PARTIE I – LES CONSTATS
Une course à l’innovation au détriment de l’humain
Malgré des avancées significatives dans les traitements, Laurent Gillot souligne que l’humain est souvent laissé de côté. « Ces dernières années, l’AF3M s’est battue pour avoir accès aux innovations thérapeutiques, certes chères mais qui représentaient des avancées importantes en termes d’accès aux soins pour les malades du myélome. Mais il est important de se battre aussi pour maintenir un bon système de santé, un nombre suffisant d’infirmières, de lits ouverts. Le constat que je fais aujourd’hui est que la technicité, la recherche, avancent, mais l’aspect humain, fonctionnel et l’accompagnement des malades sont laissés de côté », explique-t-il.
Pour le Pr Decaux, bien que le système soit performant techniquement, il atteint ses limites : « Je suis très sensible au discours de Laurent. Dès que l’on aborde la question de l’humain, du temps soignant, cela devient compliqué, car cela représente des charges salariales. Beaucoup de moyens et d’énergie sont investis dans l’innovation médicamenteuse ou technologique, notamment en hématologie et globalement en cancérologie mais il est difficile d’obtenir les financements pour embaucher du personnel, que ce soit une psychologue, une assistante sociale ». Il fait également le constat de la fragilité de certaines spécialités comme la psychiatrie qui bénéficient de beaucoup moins d’investissements.
Une défaillance des soins primaires entraînant des répercussions sur la prise en charge à l’hôpital
Les déserts médicaux, la difficulté d’accès aux soins primaires peuvent être responsables de retards de prise en charge et initialisation des traitements.
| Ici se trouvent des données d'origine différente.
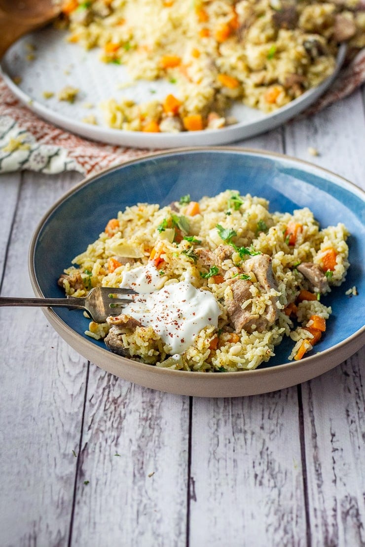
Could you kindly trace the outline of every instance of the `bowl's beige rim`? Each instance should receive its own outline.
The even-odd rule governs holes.
[[[239,147],[193,147],[188,148],[170,149],[163,152],[153,152],[138,158],[129,160],[120,165],[109,167],[95,175],[86,177],[62,196],[44,215],[33,235],[28,254],[28,267],[31,282],[35,294],[44,297],[38,284],[33,267],[33,257],[35,245],[42,228],[53,211],[67,199],[76,190],[88,184],[94,179],[111,171],[141,160],[157,156],[171,155],[195,151],[242,152],[259,156],[271,156],[302,163],[316,171],[327,173],[349,185],[353,193],[365,201],[365,192],[353,183],[343,177],[309,162],[276,152],[243,148]],[[303,360],[288,362],[271,368],[256,369],[251,371],[212,374],[172,370],[146,365],[112,353],[106,348],[100,347],[75,332],[61,319],[50,308],[43,312],[55,330],[72,347],[86,359],[100,368],[128,381],[133,382],[146,387],[179,395],[202,397],[229,397],[256,395],[283,389],[302,382],[311,380],[334,368],[358,351],[365,344],[365,325],[351,336],[335,346],[325,350],[320,354],[311,356]]]

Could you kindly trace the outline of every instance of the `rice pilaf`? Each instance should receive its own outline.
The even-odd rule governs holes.
[[[232,101],[271,112],[333,72],[338,45],[365,46],[357,0],[67,0],[68,39],[101,49],[131,81],[175,84],[161,100],[111,98],[112,127],[178,132],[235,121]],[[117,75],[116,75],[117,77]],[[175,90],[176,89],[176,90]]]
[[[191,288],[214,301],[217,321],[209,317],[181,350],[158,334],[155,318],[143,324],[131,312],[91,322],[86,334],[157,366],[252,370],[285,336],[294,342],[289,359],[320,339],[331,313],[321,296],[345,280],[348,235],[341,223],[321,229],[307,208],[271,213],[266,200],[235,190],[199,202],[182,196],[162,208],[139,203],[111,219],[59,283],[82,296],[96,286],[135,288],[126,281],[134,275],[154,276],[153,294],[164,291],[167,305],[174,287]]]

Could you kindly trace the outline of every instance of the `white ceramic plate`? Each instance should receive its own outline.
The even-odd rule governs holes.
[[[80,46],[68,43],[65,33],[49,27],[20,39],[7,52],[1,63],[2,74],[14,94],[37,114],[61,127],[88,138],[111,144],[140,148],[170,148],[181,146],[224,144],[247,138],[280,125],[312,103],[331,85],[342,65],[345,46],[339,51],[334,73],[314,88],[275,112],[266,114],[243,104],[235,104],[230,113],[238,120],[219,130],[179,133],[143,133],[112,129],[103,123],[99,105],[111,97],[129,97],[137,102],[163,99],[176,89],[167,82],[140,81],[121,89],[130,82],[125,68],[99,60],[97,50],[85,52]],[[34,51],[31,50],[34,47]],[[33,60],[27,60],[34,55]],[[19,84],[14,78],[21,79]],[[56,95],[65,85],[79,89],[73,104],[59,101]],[[45,99],[45,91],[54,97]],[[85,108],[85,103],[92,107]],[[95,115],[97,125],[81,120]]]

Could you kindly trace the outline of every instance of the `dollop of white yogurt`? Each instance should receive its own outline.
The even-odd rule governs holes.
[[[169,346],[170,353],[183,353],[205,327],[217,327],[219,307],[211,293],[196,289],[187,281],[165,285],[159,290],[146,290],[153,283],[150,280],[143,281],[141,269],[136,270],[141,270],[136,277],[123,277],[121,286],[141,294],[134,295],[123,313],[138,319],[144,327],[150,325]],[[146,272],[150,273],[148,266],[142,270],[144,276]],[[132,279],[135,281],[131,283]]]
[[[120,283],[121,288],[133,289],[141,294],[153,293],[160,288],[160,272],[152,262],[147,266],[140,266],[134,270],[123,272]]]

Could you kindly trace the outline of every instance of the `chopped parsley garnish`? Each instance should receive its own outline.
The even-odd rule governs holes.
[[[84,284],[85,285],[85,289],[91,289],[91,275],[92,275],[92,272],[90,270],[84,270],[84,277],[83,278],[83,281],[84,282]],[[86,277],[85,277],[86,276]]]
[[[83,2],[81,4],[79,4],[77,8],[77,11],[81,11],[83,9],[87,9],[88,8],[90,8],[91,5],[91,2]]]
[[[259,234],[260,232],[265,232],[266,233],[268,230],[269,228],[268,225],[265,222],[264,220],[259,220],[257,223],[257,229],[256,230],[256,234]]]
[[[234,279],[235,277],[238,277],[239,279],[244,279],[244,280],[248,280],[251,278],[251,276],[247,275],[247,274],[235,274],[234,276],[232,276],[232,279]]]
[[[244,201],[238,192],[236,193],[233,192],[228,200],[228,207],[234,209],[235,211],[238,211],[243,202]]]
[[[177,214],[172,214],[171,218],[173,224],[179,228],[182,231],[185,232],[186,234],[188,232],[190,224],[186,217],[183,217],[182,215],[179,217]]]
[[[220,224],[217,224],[216,228],[219,237],[229,244],[230,244],[232,238],[237,235],[237,232],[231,228],[224,228]]]
[[[157,226],[158,231],[161,234],[161,232],[164,232],[166,229],[167,228],[167,218],[164,218],[162,221],[161,224]]]
[[[232,238],[237,235],[237,232],[234,230],[230,228],[224,228],[220,224],[217,224],[217,230],[219,237],[228,245],[233,247],[240,255],[241,258],[243,258],[246,254],[250,254],[252,257],[257,254],[261,254],[261,252],[255,251],[252,245],[250,247],[237,247],[234,243],[232,243]]]
[[[272,59],[276,53],[276,46],[272,45],[268,51],[267,57],[268,59]]]
[[[216,266],[211,266],[207,273],[203,274],[202,272],[200,272],[200,277],[203,277],[204,279],[209,279],[210,277],[212,277],[213,275],[217,275],[219,271],[219,268]]]
[[[232,243],[230,245],[232,245]],[[243,258],[246,254],[249,254],[251,257],[256,257],[257,254],[261,254],[261,251],[256,251],[252,245],[250,245],[250,247],[236,247],[235,245],[232,245],[232,246],[235,248],[241,258]]]
[[[191,201],[190,199],[190,194],[187,194],[186,196],[182,196],[179,200],[179,203],[181,205],[187,205]]]
[[[195,236],[184,236],[184,239],[189,243],[196,243],[198,245],[201,243],[201,240],[197,240]]]
[[[190,258],[190,260],[193,260],[194,264],[196,264],[196,261],[198,260],[198,257],[194,252],[193,247],[189,247],[188,249],[186,249],[186,251],[182,251],[181,253],[182,254],[186,255],[188,258]]]

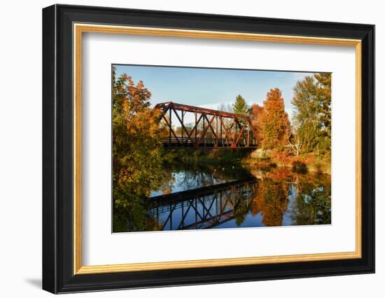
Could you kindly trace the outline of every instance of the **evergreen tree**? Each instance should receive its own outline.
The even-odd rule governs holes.
[[[306,76],[293,90],[296,133],[304,149],[325,154],[331,148],[331,74]]]
[[[235,102],[232,104],[232,111],[235,114],[247,114],[247,104],[246,100],[240,95],[235,98]]]

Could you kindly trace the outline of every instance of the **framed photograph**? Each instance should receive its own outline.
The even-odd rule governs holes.
[[[374,271],[374,26],[43,10],[43,288]]]

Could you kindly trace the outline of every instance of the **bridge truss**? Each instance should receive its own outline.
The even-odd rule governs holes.
[[[167,130],[164,140],[167,148],[238,149],[257,145],[248,115],[172,102],[158,104],[155,108],[162,111],[161,121]],[[187,124],[186,118],[193,121]]]

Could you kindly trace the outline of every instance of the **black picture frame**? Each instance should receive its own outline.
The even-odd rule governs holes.
[[[74,22],[361,40],[362,257],[74,275]],[[43,9],[43,289],[64,293],[374,272],[374,25],[67,5]]]

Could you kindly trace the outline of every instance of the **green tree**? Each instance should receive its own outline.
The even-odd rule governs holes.
[[[238,95],[235,98],[235,102],[232,104],[232,111],[235,114],[247,114],[247,104],[244,97]]]
[[[113,69],[112,83],[113,231],[156,229],[146,201],[162,180],[160,111],[143,82]]]

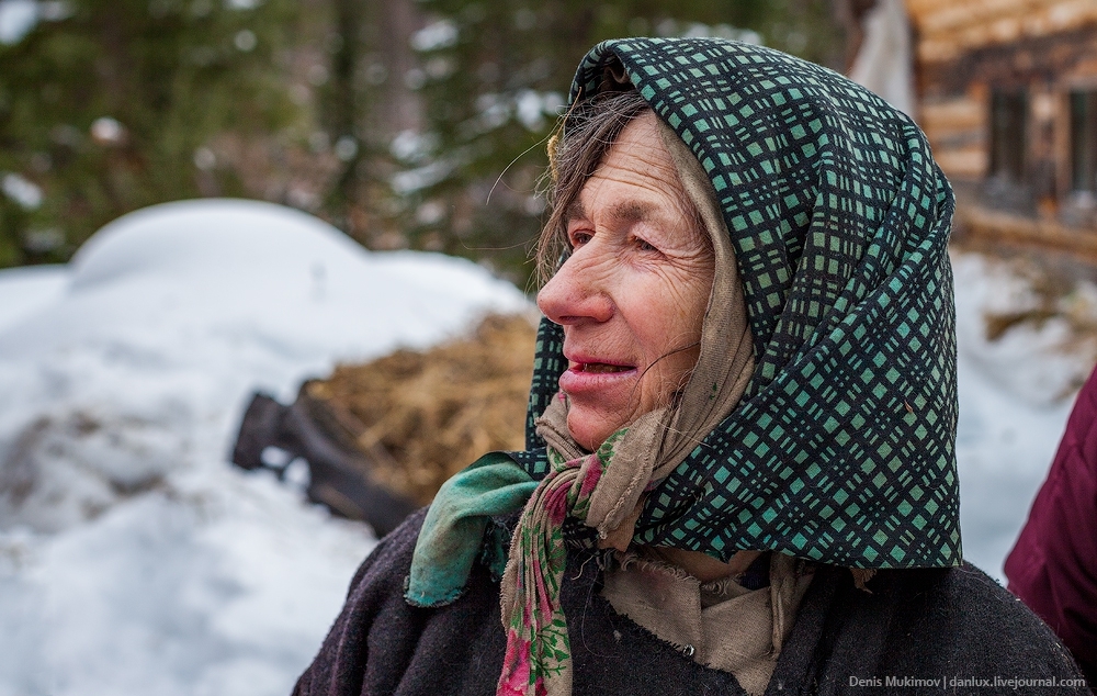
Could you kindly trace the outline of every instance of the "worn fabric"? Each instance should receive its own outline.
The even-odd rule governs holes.
[[[566,426],[552,427],[562,422],[553,411],[566,409],[551,397],[566,360],[563,332],[543,323],[534,430],[513,456],[541,485],[505,576],[504,692],[568,693],[556,597],[567,518],[623,537],[615,546],[724,561],[767,549],[869,569],[960,563],[952,197],[920,131],[834,72],[736,42],[601,44],[580,65],[572,101],[623,81],[674,132],[665,139],[679,169],[706,179],[687,190],[742,279],[714,282],[709,310],[742,292],[749,330],[733,335],[706,316],[677,407],[580,457],[562,454]],[[726,407],[705,402],[730,384],[746,396],[724,417]]]
[[[370,554],[297,696],[490,694],[502,667],[499,585],[474,564],[466,592],[438,608],[404,600],[404,577],[422,514]],[[576,696],[743,696],[728,672],[687,658],[615,613],[600,596],[598,557],[572,550],[561,587],[573,646]],[[971,565],[880,571],[871,594],[842,569],[821,565],[801,603],[766,692],[806,694],[1078,694],[1021,686],[869,686],[889,676],[925,680],[1077,677],[1070,655],[1020,602]],[[850,686],[864,680],[864,687]]]
[[[768,554],[769,584],[750,590],[733,579],[701,583],[636,551],[613,561],[602,596],[618,614],[695,662],[731,672],[751,696],[766,691],[815,570],[783,553]]]
[[[578,519],[596,529],[602,543],[625,549],[634,534],[641,496],[731,412],[753,372],[742,283],[712,183],[677,135],[666,125],[661,131],[682,187],[713,247],[713,288],[719,290],[710,293],[700,357],[672,405],[630,423],[596,453],[584,452],[572,438],[564,394],[558,394],[538,418],[538,431],[547,442],[553,465],[532,495],[527,493],[529,501],[504,577],[501,615],[508,649],[499,693],[570,693],[567,618],[558,600],[565,519]],[[524,474],[518,467],[514,470]],[[489,508],[489,504],[517,501],[513,492],[525,490],[521,487],[524,484],[517,483],[521,476],[511,473],[508,479],[516,483],[508,483],[506,496],[485,490],[495,484],[495,476],[485,476],[477,462],[439,493],[436,505],[443,510],[461,510],[462,528],[436,523],[454,515],[428,515],[408,579],[409,602],[431,606],[432,602],[452,602],[460,594],[468,573],[467,559],[475,555],[474,543],[478,543],[473,532],[483,529],[486,516],[505,512]],[[473,513],[479,517],[471,517]],[[461,562],[452,562],[456,558]]]
[[[1097,372],[1078,393],[1005,571],[1010,592],[1048,621],[1097,688]]]
[[[427,510],[405,598],[430,607],[456,599],[468,582],[477,555],[504,573],[510,535],[488,534],[493,515],[520,509],[536,482],[500,452],[485,454],[444,484]]]
[[[723,40],[630,38],[612,65],[701,164],[738,263],[757,362],[744,398],[647,496],[637,543],[772,549],[856,568],[960,563],[952,193],[918,127],[845,78]],[[566,369],[543,322],[535,418]]]

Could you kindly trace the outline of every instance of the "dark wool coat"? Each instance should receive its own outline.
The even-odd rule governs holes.
[[[422,513],[409,518],[359,569],[295,695],[495,693],[506,647],[499,585],[477,564],[453,604],[408,606],[404,579],[421,524]],[[732,674],[698,665],[615,614],[599,594],[600,577],[597,558],[569,553],[562,602],[576,696],[745,693]],[[767,694],[1088,694],[993,686],[995,677],[1062,681],[1078,672],[1040,619],[970,564],[883,570],[868,586],[871,593],[855,588],[846,569],[818,566]],[[900,685],[889,687],[889,677]],[[945,686],[904,687],[904,677]]]
[[[1006,576],[1097,688],[1097,372],[1074,403]]]

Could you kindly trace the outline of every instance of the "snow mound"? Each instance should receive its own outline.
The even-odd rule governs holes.
[[[250,392],[529,308],[470,261],[250,201],[0,271],[0,695],[289,693],[375,539],[227,463]]]
[[[964,550],[1000,577],[1088,366],[1051,350],[1054,322],[988,341],[1024,288],[954,266]],[[68,266],[0,271],[0,696],[287,694],[376,541],[226,462],[249,393],[529,310],[468,261],[245,201],[140,211]]]

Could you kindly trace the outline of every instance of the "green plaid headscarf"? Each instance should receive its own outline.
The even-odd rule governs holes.
[[[727,560],[772,549],[852,568],[961,561],[952,191],[909,117],[835,72],[715,38],[596,46],[572,100],[620,63],[716,190],[756,371],[738,407],[647,498],[634,541]],[[527,451],[567,368],[543,321]]]
[[[607,75],[622,70],[712,182],[756,366],[731,415],[653,482],[633,542],[723,561],[771,549],[850,568],[958,565],[953,201],[925,136],[830,70],[722,40],[602,43],[572,102],[619,88]],[[586,520],[618,442],[565,461],[538,435],[567,368],[563,339],[541,323],[525,451],[443,486],[408,576],[408,602],[452,602],[482,539],[498,566],[488,516],[524,506],[502,581],[499,694],[570,691],[565,519]]]

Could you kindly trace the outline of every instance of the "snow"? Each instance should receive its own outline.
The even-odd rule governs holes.
[[[1000,577],[1089,364],[1055,322],[988,341],[984,313],[1027,285],[953,266],[964,550]],[[0,696],[287,694],[375,539],[227,463],[250,392],[529,306],[471,262],[244,201],[148,209],[67,266],[0,271]]]
[[[251,391],[529,306],[245,201],[0,271],[0,696],[287,694],[375,539],[226,463]]]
Ce constat est partagé aussi bien par Laurent Gillot que par le Pr Decaux. « Aujourd’hui, il est plus facile d’obtenir un rendez-vous avec un cardiologue pour une opération du coeur, qui pourtant est une opération de haute technicité que d’obtenir un rendez-vous avec un dentiste pour se faire arracher une dent, un soin de routine pourtant nécessaire avant une opération du coeur ! » s’insurge Laurent. « Cela souligne l’importance d’une prise en charge pluridisciplinaire avec une bonne coordination entre les différents acteurs. La question est de savoir comment réussir à avoir une vision globale, une complémentarité entre les professionnels de santé du secteur privé et du secteur public, de la ville et de l’hôpital, comment arriver à renforcer la cohérence des parcours de soins des patients ? Comment arriver à offrir des soins de qualité à tous les patients qui en ont besoin quelle que soit la spécialité ? » s’interroge le Pr Decaux.
Une offre de soins de haute technicité au détriment des soins courants
Le Pr Decaux souligne les limites d’une hyper-performance axée sur l’innovation : « Je rejoins Laurent sur le fait qu’un patient peut réussir à obtenir rapidement un rendez-vous pour un soin de haute technicité alors que cela va être plus difficile pour des soins courants. S’ils restent indispensables, les médecins spécialisés, hyper-experts, sont difficilement interchangeables et ont perdu leur polyvalence pour prendre en charge des soins courants.» Malgré une médecine très performante, le système manque de robustesse, comme il la nomme, c’est-à-dire d’une capacité à rester stable et à s’adapter aux crises et aux évolutions à venir et notamment au vieillissement de la population, ce qui complique la prise en charge des soins courants et amplifie les inégalités.
« L’hyper-performance ne permet pas d’assurer la soutenabilité du système de soins sur le long terme, alors que la robustesse est peut-être moins performante mais permettrait d’assurer une capacité d’adaptation et de résilience face aux aléas et contraintes à venir. Il y a un vrai changement de paradigme à opérer sur la performance. Il faut savoir de temps en temps prendre du recul, du temps et ne pas être constamment obsédé par l’innovation. Cela soulève la question de savoir comment nous devons procéder pour continuer à soigner au mieux en faisant peut-être des concessions sur la performance » souligne le Pr Decaux.
Un système sous tension budgétaire
Le Pr Decaux constate que l’on soigne beaucoup mieux le myélome et d’autres pathologies malignes aujourd’hui mais avec des traitements de plus en plus coûteux. L’équilibre budgétaire du système de santé est mis à rude épreuve. Dans les hôpitaux, le coût des traitements représentent une part de plus en plus importante des dépenses. Il alerte : « Si cette tendance se poursuit, la question de la soutenabilité financière de notre système de santé se posera. Nous devons
nous interroger sur l’utilisation optimale des ressources, quitte à réévaluer l’intérêt de certains traitements et/ou examens complémentaires » et se demande « comment s’assurer que cet investissement humain et financier, qui est bien sûr très important, peut être poursuivi tout en étant vigilant à maintenir un système de santé soutenable et équitable sur le long terme ».